The body had tattoos on it. But it had apparently been in the water for a while; it was bloated that day, the tattoos indecipherable.

Police took photos of the body at the time with the indecipherable markings. Sgt. Vasquez said that cops didn’t remove any clothing and didn’t therefore take pictures of tattoos on Bello’s torso. Bello had his last name tattooed in large letters below his navel.

Then the body went up to the state medical examiner’s office in Farmington. That office performed an autopsy on May 19 and took a second set of photos, according to staff investigator Nick Delauri.

The medical examiner’s office took this photo of Bello’s corpse, clearly showing his name tattooed on his stomach.

The medical examiner’s office told local cops that the victim was probably between 30 and 50 years old, according to police spokesman Officer Dave Hartman. (Bello was in fact only 18 when he died.)

Cops gave Bello’s family that erroneous age range when it inquired about the body.

The family first tried to file a missing person’s report on May 13, three days after he went missing. A desk officer told them it would be a waste of time because young men go missing all the time.

When family members heard about a body being pulled out of the river with tattoos on it, they were convinced the body was Bello’s. Only after they threatened to sue the cops on May 22 did an officer come to take a missing-person report, they said. Family members described all of Bello’s tattoos, but the officer never got back to them, according to the family.

They kept calling the cops; an officer subsequently assured them the body couldn’t be Bobby’s because it belonged to someone much older.

Thomas MacMIllan File Photo

Bobby’s sister, Aisha Stedford (pictured), put up posters asking for help in finding Bobby, who moved with his family from Nigeria in 1999. Someone who saw the poster contacted her and told her about a website, funded by the U.S. Justice Department, that publishes photos of unidentified people. There Stedford found photos of the corpse retrieved from the river — with clearly visible tattoos showing Bobby’s name and birthdate. (Delauri said the medical examiner’s office regularly sends photos to the group that runs that website.)

Bello’s birthday — 6/30/93 — was tattooed on his wrist, visible in a photo taken after his death.

How could police not have seen those same tattoos?
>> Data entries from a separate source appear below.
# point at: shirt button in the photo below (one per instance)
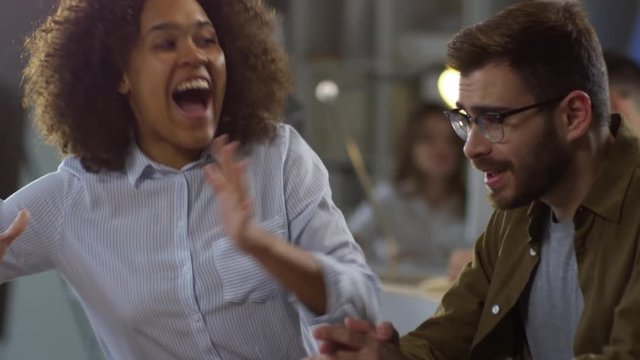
(495, 309)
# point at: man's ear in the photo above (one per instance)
(576, 114)
(124, 87)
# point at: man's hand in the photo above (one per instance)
(14, 230)
(358, 340)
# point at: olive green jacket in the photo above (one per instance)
(480, 316)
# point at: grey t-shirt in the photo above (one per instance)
(554, 303)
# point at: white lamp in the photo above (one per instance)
(448, 84)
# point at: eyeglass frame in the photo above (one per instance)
(455, 118)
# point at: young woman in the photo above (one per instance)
(176, 248)
(423, 207)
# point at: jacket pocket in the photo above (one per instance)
(243, 278)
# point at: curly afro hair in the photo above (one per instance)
(76, 59)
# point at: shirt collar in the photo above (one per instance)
(138, 167)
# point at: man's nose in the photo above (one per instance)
(477, 144)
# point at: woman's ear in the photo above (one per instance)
(124, 87)
(577, 114)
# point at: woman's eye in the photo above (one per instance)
(208, 41)
(165, 45)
Because of an internal mix-up, according to Assistant Chief Generoso. The department’s Bureau of Identification took photos of the body the day it was retrieved from the river, when the tattoos were indecipherable, he said. Subsequently, a second set of photos was taken at the morgue showing the tattoos more clearly.
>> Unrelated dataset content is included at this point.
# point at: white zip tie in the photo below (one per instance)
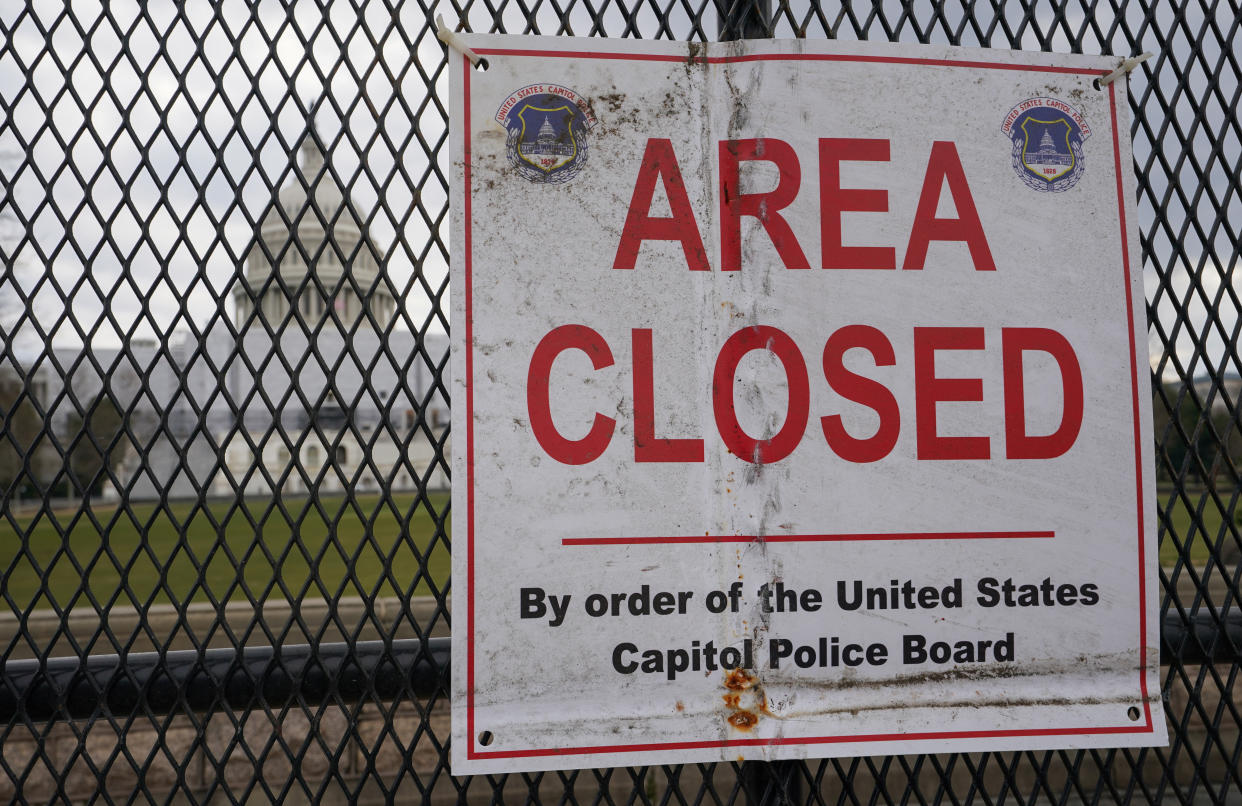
(448, 37)
(1124, 68)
Members of the bureau prepared a disk to forward all the photos to the detectives investigating the case. They intended to include both sets of photos, Generoso said.

When they wrote it in onto a disk, [the second batch] didn’t load,” Generoso said. The technician thought they had loaded both the scene photos and the autopsy photos. But the autopsy photos weren’t loaded.”

They weren’t mistakes due to ignoring the issues. They weren’t mistakes that were made because nobody was actively investigating something,” police spokesman Officer David Hartman said. It was an issue of connecting the dots.”

Only July 16, Stedford visited Farmington and identified her brother’s body. The police officially identified the victim on July 17, two months after the body’s was pulled from the river.

The Police Department acknowledges the identification of the deceased should have been more timely, and for that has expressed its apologies to the family,” the department stated in an official release Wednesday.

Meanwhile, two probes are proceeding.

One is an internal review of what went wrong in identifying the body. There apparently were a series of mistakes that need to be addressed,” Chief Esserman said Wednesday. The entire matter is under review.”

The second review is into Bello’s death itself. At this point police and medical examiner have found no signs of foul play. It appears Bello drowned. But no final determinations have been made. Carlos Roman is the lead detective in the investigation.

We have to determine how he died, if in fact it was drowning,” Generoso said. The family gave us names of associates and friends. We’re going through the procedure as we do with any kind of investigation of this nature.”